PL 110-84, College Cost Reduction & Access Act -- Signed into law on Sept. 27, 2007, it lowers monthly student loan payments on federally guaranteed student loans whether or not they're in public service. It cancels remaining debt for public service employees after 10 years of public service employment (Loan Forgiveness for Public Service) and after 25 years for all other students.

PL 111-296, Health, Hunger-Free Kids Act of 2010 -- (part of the reauthorization of funding for child nutrition under the original Child Nutrition Act) On December 13, 2010, the President signed the Healthy, Hunger-Free Kids Act of 2010, reauthorizing numerous child nutrition programs until September 30, 2015. Included in this legislation are the National School Lunch and Breakfast programs, the Special Supplemental Nutrition Program for Women, Infants and Children (WIC), the Child and Adult Care Food Program (CACFP), the Summer Food Service Program, the Afterschool Meal Program and the Supplemental Nutrition Assistance Program Education (SNAP-Ed).

PL 114-95, Every Student Succeeds Act -- The Every Student Succeeds Act (ESSA) was signed by President Obama on December 10, 2015.This bipartisan measure reauthorizes the 50-year-old Elementary and Secondary Education Act (ESEA), the nation’s national education law and longstanding commitment to equal opportunity for all students.

Bilingual Education Act of 1968 -- Noted as the first official federal recognition of the needs of students with limited English speaking ability.
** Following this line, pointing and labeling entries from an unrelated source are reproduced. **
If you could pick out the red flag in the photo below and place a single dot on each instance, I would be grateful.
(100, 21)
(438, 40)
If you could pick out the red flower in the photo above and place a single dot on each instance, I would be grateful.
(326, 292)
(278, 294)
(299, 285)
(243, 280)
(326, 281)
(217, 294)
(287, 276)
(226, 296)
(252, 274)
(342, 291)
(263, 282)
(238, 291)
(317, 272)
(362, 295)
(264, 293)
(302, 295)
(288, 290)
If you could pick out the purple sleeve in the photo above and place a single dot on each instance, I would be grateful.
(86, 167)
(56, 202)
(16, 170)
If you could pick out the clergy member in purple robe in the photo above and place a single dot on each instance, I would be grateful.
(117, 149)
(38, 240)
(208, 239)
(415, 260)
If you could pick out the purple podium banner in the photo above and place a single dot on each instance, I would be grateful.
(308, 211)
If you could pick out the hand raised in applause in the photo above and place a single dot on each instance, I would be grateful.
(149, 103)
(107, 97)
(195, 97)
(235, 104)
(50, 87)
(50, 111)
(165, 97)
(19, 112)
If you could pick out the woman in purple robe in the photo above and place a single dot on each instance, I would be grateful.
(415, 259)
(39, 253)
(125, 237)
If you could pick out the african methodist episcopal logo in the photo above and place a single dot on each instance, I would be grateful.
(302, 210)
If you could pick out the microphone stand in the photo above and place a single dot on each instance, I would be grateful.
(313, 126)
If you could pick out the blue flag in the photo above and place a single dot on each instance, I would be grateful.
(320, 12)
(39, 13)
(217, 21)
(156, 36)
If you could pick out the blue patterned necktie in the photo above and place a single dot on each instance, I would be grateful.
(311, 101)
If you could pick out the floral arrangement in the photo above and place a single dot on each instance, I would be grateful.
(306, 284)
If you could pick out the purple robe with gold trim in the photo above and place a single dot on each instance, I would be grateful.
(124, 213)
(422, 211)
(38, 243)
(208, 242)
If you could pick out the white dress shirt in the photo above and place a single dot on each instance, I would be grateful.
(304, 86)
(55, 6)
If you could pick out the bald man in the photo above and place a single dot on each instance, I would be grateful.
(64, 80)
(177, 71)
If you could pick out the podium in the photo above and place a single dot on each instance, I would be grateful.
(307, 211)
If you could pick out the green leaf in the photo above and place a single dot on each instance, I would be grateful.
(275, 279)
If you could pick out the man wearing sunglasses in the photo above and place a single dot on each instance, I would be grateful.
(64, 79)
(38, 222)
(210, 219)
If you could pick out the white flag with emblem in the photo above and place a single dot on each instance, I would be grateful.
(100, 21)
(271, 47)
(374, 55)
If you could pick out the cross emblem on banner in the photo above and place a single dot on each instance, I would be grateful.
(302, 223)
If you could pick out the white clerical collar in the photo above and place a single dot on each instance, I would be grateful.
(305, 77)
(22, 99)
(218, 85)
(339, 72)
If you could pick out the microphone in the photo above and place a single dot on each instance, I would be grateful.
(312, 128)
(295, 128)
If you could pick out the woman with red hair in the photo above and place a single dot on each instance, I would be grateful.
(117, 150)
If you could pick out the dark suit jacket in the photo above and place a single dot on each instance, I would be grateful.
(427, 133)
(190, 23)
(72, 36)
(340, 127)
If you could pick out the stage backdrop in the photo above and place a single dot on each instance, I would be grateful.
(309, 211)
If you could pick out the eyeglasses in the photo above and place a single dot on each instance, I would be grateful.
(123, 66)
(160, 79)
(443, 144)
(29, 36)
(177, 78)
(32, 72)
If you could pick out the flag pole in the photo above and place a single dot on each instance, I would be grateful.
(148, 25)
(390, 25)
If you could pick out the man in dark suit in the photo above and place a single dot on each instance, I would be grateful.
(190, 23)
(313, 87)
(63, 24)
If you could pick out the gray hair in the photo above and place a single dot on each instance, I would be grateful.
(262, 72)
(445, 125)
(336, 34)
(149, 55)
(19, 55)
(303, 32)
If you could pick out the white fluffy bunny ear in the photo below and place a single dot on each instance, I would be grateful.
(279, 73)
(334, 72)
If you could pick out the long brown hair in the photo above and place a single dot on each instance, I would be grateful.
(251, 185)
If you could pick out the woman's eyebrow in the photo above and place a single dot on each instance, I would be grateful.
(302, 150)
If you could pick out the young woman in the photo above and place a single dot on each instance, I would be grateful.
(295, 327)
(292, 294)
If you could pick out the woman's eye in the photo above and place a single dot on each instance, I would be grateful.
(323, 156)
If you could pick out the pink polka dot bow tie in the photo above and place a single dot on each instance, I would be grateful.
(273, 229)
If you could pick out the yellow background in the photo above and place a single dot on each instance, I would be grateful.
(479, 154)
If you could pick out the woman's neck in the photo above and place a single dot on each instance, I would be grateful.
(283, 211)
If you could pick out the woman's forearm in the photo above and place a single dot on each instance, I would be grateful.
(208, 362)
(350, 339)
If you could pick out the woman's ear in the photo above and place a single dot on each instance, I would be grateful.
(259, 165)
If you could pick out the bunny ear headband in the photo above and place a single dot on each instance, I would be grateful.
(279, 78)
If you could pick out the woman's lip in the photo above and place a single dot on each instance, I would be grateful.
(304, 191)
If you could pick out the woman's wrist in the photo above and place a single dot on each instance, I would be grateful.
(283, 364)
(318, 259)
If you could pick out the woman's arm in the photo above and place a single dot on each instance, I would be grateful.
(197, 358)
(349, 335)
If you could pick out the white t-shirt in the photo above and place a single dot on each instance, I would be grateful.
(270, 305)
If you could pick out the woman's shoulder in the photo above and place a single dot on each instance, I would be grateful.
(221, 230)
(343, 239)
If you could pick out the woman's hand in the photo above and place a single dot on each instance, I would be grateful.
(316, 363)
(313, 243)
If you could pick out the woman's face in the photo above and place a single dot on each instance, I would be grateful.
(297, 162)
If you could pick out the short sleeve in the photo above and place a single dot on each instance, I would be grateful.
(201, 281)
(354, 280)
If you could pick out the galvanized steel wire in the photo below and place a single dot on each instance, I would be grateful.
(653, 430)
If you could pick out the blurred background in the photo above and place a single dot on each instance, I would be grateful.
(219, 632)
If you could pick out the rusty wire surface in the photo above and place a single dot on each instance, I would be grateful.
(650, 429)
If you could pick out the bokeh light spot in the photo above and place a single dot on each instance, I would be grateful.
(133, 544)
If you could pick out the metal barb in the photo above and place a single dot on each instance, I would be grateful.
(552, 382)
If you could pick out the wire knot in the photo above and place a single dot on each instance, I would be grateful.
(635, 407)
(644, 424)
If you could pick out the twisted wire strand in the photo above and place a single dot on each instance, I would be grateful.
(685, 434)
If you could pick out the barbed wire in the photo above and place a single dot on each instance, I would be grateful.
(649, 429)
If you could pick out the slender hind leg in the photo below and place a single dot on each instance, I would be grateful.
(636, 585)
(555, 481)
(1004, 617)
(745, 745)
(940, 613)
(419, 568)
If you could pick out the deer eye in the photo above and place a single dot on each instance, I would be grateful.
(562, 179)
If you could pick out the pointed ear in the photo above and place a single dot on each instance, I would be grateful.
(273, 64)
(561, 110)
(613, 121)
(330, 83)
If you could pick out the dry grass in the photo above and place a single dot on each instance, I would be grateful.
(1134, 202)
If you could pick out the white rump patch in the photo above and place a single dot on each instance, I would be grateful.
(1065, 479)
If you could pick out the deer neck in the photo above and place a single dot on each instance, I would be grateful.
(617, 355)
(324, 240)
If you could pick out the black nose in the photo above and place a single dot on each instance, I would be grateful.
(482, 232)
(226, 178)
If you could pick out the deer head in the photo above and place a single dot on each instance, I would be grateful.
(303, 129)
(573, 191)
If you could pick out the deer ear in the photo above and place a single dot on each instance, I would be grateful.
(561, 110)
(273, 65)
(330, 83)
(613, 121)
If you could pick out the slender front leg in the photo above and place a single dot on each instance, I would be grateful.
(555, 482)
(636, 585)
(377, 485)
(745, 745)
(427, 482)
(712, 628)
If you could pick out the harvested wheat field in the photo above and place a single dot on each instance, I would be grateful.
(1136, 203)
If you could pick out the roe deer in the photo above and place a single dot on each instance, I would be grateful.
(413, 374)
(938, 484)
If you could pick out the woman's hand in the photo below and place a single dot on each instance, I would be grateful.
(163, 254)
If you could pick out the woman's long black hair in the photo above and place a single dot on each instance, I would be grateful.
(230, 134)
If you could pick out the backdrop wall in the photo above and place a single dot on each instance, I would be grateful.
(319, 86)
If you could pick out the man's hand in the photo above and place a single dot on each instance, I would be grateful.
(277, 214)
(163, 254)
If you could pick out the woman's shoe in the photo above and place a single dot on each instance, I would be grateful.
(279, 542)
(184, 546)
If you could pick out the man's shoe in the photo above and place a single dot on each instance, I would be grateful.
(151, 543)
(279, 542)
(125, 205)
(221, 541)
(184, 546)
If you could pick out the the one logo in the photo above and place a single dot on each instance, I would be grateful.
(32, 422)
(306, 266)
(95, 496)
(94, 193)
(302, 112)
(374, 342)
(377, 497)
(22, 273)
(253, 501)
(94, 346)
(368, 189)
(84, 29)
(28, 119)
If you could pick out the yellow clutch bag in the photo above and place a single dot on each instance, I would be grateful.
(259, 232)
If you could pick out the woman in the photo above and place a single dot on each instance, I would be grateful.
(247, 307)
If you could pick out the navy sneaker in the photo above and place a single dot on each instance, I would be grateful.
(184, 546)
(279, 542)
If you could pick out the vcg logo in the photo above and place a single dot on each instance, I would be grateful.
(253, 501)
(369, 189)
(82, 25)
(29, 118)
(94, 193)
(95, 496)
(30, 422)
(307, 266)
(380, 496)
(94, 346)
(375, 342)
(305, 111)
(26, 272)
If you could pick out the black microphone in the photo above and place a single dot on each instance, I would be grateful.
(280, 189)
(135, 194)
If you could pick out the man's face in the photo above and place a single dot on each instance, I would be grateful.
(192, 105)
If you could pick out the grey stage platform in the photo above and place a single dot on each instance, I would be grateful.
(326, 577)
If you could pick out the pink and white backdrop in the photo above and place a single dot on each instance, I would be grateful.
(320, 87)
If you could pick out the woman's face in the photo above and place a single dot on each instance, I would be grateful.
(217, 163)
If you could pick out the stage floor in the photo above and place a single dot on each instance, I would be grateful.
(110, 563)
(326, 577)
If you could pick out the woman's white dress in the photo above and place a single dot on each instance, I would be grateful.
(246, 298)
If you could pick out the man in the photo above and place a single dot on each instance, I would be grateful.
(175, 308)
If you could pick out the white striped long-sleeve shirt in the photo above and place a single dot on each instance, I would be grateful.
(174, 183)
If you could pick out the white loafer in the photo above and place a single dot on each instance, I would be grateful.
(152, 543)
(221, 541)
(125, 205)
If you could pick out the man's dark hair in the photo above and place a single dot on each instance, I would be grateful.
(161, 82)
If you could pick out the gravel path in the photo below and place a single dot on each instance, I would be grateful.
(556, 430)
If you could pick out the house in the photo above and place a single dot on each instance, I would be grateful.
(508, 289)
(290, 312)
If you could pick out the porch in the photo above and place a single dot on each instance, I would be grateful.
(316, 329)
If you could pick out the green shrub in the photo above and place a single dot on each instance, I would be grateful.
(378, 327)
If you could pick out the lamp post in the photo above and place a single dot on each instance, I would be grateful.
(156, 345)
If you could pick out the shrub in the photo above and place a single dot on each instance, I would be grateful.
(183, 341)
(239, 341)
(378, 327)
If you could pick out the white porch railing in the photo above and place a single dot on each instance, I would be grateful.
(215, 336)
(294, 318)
Since 1968, the Act has undergone four reauthorizations with amendments, reflecting the changing needs of these students and of society as a whole. Even the definition of the population served has been broadened from limited English speaking to limited English proficient (LEP) students.

Equal Educational Opportunity Act (20 USC Sec. 1703) -- Affirms that no state shall deny educational opportunity based on race, color, sex, or national origin by engaging in deliberate segregation by an educational agency; failing to remedy deliberate segregation; assigning a student, other than to a school closest to his or her residence, that results in a greater degree of segregation of students on the basis of race, color, sex, or national origin; discriminating by an educational agency on the basis of race, color, or national origin in the employment of faculty or staff; transferring students from one school to another, voluntarily or otherwise, if the purpose and effect of doing so would have increased segregation on the basis of race, color, or national origin; or failing to take appropriate action to overcome language barriers that impede equal participation by its students in its instructional programs.